Die Publikation steht im Spannungsverhältnis zwischen meiner langjährigen, aktiven Parlamentszugehörigkeit und dem Buchtitel
"Erosion und Exitus der gelebten Demokratie."
Ein Resultat aus parlamentarischer Erfahrung und analytischer Sicht.

Der Unterschied zwischen dem was man bei politischen oder personengebundenen Entscheidungen wissen muss und dem was die Gesellschaft leisten kann wird immer größer. Die Komplexität unserer Welt steigt quadratisch. Die Fähigkeiten in den Gesellschaften, die Komplexität ganzheitlich zu bewerten, stagniert.
Die Abhängigkeiten zwischen der Gesellschaft auf der einen Seite und den Regierungen, Parlamenten und der Presse auf der anderen Seite sind in demokratischen Systemen immanent und unverrückbar.
Ergibt dies nicht zwangsläufig parlamentarisch, demokratische Ergebnisse minderer Qualität?
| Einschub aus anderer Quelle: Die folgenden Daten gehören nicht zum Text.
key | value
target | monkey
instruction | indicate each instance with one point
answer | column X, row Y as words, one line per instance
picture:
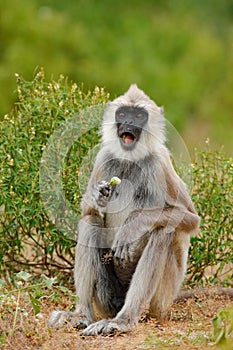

Oder anders formuliert: Ist damit die Erosion der gelebten Demokratie zu begründen?
Ich sage ja! In meinem Buch formuliere ich einen Lösungsansatz, der, so wie zu vermuten ist, einen langen parlamentarischen Weg vor sich hat. Mein Lösungsansatz ist weitreichend und wird deswegen mit hoher Wahrscheinlichkeit intensiv diskutiert.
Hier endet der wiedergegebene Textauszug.